Samantha Atkins wrote:
> On Jun 12, 2004, at 6:57 PM, Eliezer Yudkowsky wrote:
>> This question does appear to keep popping up. Roughly, a collective
>> volition is what I get when:
>> (a) I step back and ask the meta-question of how I decided an earlier
>> Eliezer's view of "Friendliness" was "mistaken".
>> (b) I apply the same meta-question to everyone else on the planet.
>> Whatever it is that you use, mentally, to consider any alternative to
>> collective volition, anything that would be of itself friendlier -
>> that's you, a human, making the decision; so now imagine that we take
>> you and extrapolate you re-making that decision at a higher level of
>> intelligence, knew more, thought faster, more the person etc.
> Yes, I get that and it is enticing. But precisely how will the FRPOP
> gets its bearings as to what is the "direction" of "more the person"?
> Some of the others are a bit problematic too. But this one seems the
> best and central trick. More the person I would like to be? I, with
> all my warts? Wouldn't I have a perhaps badly warped view of what kind
> of person I would like to be? Would the person I would like to be make
> indeed better choices? How will the AI know of this person or model
> this person?

Samantha, you write that you might have a badly warped view of what kind of
person you would like to be. "Badly warped" by what criterion that I feed
to the FAI? Your criterion? Someone else's? Where am I supposed to get
this information, if not, somehow, from you? When you write down exactly
how the information is supposed to get from point A (you) to point B (the
FAI), and what the FAI does with the information once it's there, you'll
have something that looks like - surprise! - a volition-extrapolating
dynamic. It's not a coincidence. That's where the idea of a
volition-extrapolating dynamic *originally comes from*.

>> The benefit of CV is that (a) we aren't stuck with your decision about
>> Friendliness forever (b) you don't have to make the decision using
>> human-level intelligence.
> Well, we don't make the decision at all it seems to me. The AI does
> based on its extrapolation of our idealized selves.
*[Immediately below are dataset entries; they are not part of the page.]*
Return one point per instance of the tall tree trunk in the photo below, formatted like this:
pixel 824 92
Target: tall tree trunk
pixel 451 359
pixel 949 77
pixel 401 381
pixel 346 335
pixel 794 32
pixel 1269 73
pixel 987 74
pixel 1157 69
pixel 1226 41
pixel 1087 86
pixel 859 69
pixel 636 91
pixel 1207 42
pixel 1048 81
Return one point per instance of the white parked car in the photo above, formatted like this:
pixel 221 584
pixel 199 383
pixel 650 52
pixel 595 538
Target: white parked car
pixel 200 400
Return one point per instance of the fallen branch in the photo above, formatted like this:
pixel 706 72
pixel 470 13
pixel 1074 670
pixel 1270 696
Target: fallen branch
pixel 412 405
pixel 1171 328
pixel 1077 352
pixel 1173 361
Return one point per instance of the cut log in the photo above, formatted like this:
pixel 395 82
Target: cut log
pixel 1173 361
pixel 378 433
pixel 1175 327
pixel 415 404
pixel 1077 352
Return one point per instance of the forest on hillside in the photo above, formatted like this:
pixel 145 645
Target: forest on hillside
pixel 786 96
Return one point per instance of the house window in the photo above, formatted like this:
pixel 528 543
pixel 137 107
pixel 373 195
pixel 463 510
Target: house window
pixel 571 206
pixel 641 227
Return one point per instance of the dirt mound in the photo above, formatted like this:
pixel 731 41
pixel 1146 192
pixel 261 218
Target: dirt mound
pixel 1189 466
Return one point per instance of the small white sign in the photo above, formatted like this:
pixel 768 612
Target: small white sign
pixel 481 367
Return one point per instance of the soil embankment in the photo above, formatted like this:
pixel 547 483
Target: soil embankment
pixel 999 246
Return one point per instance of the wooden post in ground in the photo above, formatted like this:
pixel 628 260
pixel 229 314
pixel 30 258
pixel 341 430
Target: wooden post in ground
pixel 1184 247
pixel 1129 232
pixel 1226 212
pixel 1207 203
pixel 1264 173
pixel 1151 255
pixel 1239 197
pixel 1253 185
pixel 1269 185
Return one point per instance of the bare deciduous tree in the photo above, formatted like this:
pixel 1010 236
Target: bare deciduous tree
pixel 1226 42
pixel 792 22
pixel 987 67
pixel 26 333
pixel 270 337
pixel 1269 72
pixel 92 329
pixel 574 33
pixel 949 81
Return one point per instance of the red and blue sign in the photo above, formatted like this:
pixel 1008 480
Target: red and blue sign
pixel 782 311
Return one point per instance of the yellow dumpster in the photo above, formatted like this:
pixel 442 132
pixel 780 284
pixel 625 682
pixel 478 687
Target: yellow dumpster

Not precisely, but it's closer than saying that we would make the decision
using (EEK!) human-level intelligence.

> I am not sure
> exactly what our inputs would be. What do you have in mind?

Our inputs would be our current selves, from which the decision of a future
humankind might be predicted.

>> It's easy to see that all those other darned humans can't be trusted,
>> but what if we can't trust ourselves either? If you can employ an
>> extrapolation powerful enough to leap out of your own fundamental
>> errors, you should be able to employ it on all those other darned
>> humans too.
> Well yes, but it is an "if" isn't it?

Yep. Big if.

> It is actually a fairly old
> spiritual exercise to invoke one's most idealized self and listen to its
> advise or let it decide. It takes many forms, some of which put the
> idealized self as other than one's self, but the gist is not that
> different.

In the spiritual exercise your idealized self will never be any smarter
than you are, never know anything you don't. It will say things that sound
wise to your current self - things a village elder might say - things you
might severely disagree with if you did know more, think smarter. Can you
ask your idealized spiritual self to build a nanobot? I don't trust the
notion of *spiritual* extrapolation for grounding; I think that's the wrong
direction. The word "spirituality" makes people people go warm and fuzzy,
and yes we need the warm fuzzies, but I think that if we took people and
filtered out everything that a member of the Fluffy Bunny Coven would call
"unspiritual", we'd end up with unhumans.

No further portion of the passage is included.